White House Forced To Address Unlocking Laws

An independent petition has gathered the 100,000 signatures required for a White House response on a change of policy over the current illegality of unlocking phones.

The news follows separate campaigns this week by at least two separate communities, YourAnonNews (the largest anonymous Twitter account, with 900,000 followers) and Reddit.

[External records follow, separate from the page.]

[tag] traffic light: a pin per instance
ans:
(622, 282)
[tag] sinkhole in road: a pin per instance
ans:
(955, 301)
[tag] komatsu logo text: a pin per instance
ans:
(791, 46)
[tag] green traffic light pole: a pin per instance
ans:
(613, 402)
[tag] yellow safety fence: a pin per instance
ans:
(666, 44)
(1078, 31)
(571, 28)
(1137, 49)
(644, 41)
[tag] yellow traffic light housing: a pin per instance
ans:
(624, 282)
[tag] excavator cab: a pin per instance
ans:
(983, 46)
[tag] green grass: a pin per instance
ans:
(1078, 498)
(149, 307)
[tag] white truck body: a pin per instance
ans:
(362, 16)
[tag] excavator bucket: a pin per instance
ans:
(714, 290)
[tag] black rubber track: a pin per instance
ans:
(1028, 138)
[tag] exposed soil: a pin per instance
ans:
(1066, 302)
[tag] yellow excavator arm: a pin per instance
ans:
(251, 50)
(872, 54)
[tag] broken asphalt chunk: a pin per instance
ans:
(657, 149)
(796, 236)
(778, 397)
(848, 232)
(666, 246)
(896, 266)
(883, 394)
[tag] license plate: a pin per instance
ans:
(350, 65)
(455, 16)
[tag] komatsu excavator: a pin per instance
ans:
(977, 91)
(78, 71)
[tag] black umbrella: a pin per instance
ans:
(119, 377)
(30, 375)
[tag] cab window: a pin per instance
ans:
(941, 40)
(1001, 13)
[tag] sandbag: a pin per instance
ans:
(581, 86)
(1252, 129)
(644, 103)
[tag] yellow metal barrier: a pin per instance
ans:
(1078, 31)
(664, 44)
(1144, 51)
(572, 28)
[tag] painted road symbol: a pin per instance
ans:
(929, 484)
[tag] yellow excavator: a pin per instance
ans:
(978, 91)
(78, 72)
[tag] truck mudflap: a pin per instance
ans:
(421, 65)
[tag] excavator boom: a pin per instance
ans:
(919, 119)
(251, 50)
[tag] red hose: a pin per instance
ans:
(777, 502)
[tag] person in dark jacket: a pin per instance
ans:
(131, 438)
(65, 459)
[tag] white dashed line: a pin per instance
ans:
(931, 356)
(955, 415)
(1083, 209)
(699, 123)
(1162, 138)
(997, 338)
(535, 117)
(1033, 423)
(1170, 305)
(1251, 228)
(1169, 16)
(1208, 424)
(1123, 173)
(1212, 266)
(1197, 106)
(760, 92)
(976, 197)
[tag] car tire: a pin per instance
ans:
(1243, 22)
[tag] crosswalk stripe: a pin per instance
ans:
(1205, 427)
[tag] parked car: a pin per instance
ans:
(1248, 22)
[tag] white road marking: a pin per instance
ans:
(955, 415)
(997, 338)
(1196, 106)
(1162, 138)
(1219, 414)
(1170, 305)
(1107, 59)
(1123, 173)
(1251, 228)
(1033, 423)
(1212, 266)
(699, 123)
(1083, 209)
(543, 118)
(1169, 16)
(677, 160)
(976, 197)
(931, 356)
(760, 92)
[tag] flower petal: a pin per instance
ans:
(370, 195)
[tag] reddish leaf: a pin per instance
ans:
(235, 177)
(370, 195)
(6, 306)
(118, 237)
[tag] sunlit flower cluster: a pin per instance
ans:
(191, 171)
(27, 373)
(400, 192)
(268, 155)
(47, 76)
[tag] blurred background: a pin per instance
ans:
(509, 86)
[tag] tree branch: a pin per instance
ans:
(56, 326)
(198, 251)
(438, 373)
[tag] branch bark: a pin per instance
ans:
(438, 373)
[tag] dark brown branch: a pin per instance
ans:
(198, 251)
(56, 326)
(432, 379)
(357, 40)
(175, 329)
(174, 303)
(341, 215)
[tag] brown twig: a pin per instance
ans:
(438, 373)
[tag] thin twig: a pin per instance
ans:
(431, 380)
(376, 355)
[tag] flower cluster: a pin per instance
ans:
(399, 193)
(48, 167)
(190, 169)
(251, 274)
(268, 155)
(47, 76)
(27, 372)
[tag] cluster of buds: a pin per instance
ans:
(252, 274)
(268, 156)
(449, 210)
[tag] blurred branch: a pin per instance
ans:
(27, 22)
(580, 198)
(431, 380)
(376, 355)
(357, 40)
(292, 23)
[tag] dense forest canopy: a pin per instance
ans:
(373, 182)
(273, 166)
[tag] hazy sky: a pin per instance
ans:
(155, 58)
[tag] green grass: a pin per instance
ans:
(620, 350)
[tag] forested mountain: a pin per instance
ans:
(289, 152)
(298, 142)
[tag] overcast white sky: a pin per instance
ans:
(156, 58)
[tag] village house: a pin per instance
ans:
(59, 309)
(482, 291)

The NextWeb reports that whereas the first 80,000 e-signatures were culled over the first 26 days of the petition's ratification, the final 20,000 were taken in just two days.

The petition was submitted to the White House's We the People petition site on Jan. 24, 2013, in response to the Library of Congress' October 2012 decision to remove the unlocking of cell phones from exceptions to the DMCA. The decision made the unlocking of one's cell phone illegal as of January 2013.

The Digital Millennium Copyright Act of 1986 is a copyright law that permits criminal punishment for any distribution of services that may allow for illegal access to be made to copyrighted materials. More directly related to the phone unlocking case, the DMCA also makes it illegal for anyone to circumvent access control itself.

In this case, that applies to the ability to open access to one's cell phone in a manner not originally intended by the manufacturer.

With the petition having met its 100,000-signatures goal before its deadline of Saturday, Feb. 23, petition signers are hoping this will lead the White House to not only make an announcement about their plea, but also to consider making unlocking one's phone legal.

"Consumers will be forced to pay exorbitant roaming fees to make calls while traveling abroad," responded petition creator Sina Khanifar to the Copyright Office's decision of criminalizing the unlocking of cell phones. "It reduces consumer choice, and decreases the resale value of devices that consumers have paid for in full," continued Khanifar.

In 2005, Khanifar was sued by Motorola for disseminating software that unlocked their phones.

"I started unlocking phones after a typical entrepreneurial experience: I had a problem and was forced to find a solution," explained Khanifar through his blog on Feb. 3, 2013. "I'd brought a cell phone from California to use while at college in the UK, but quickly discovered that it wouldn't work with any British cell networks. The phone was locked. Strapped for cash and unable to pay for a new phone, I figured out how to change the Motorola firmware to unlock the device."

Khanifar worked with Jennifer Granick, the director of civil liberties at the Stanford Center (where she's also taught on the subjects of cyberlaw, computer crime law, Internet intermediary liability and Internet law and policy), to get the DMCA to make an exemption for unlocking phones, which it did in November 2006.

Six years later, the exemption was revoked and now Khanifar is fighting once again.

President Barack Obama's administration first initiated its petition policy in September 2011, saying that any petition with 5,000 signatures would receive an official response from the White House.

The threshold was raised to 25,000 in 2012 and in January 2013 was raised again four-fold in order to dissuade inappropriate petitions, including the notorious request by some for the U.S. government to construct its own Death Star.

An official response from the White House does not guarantee in any way that a change will be made in the current criminalization of unlocking phones.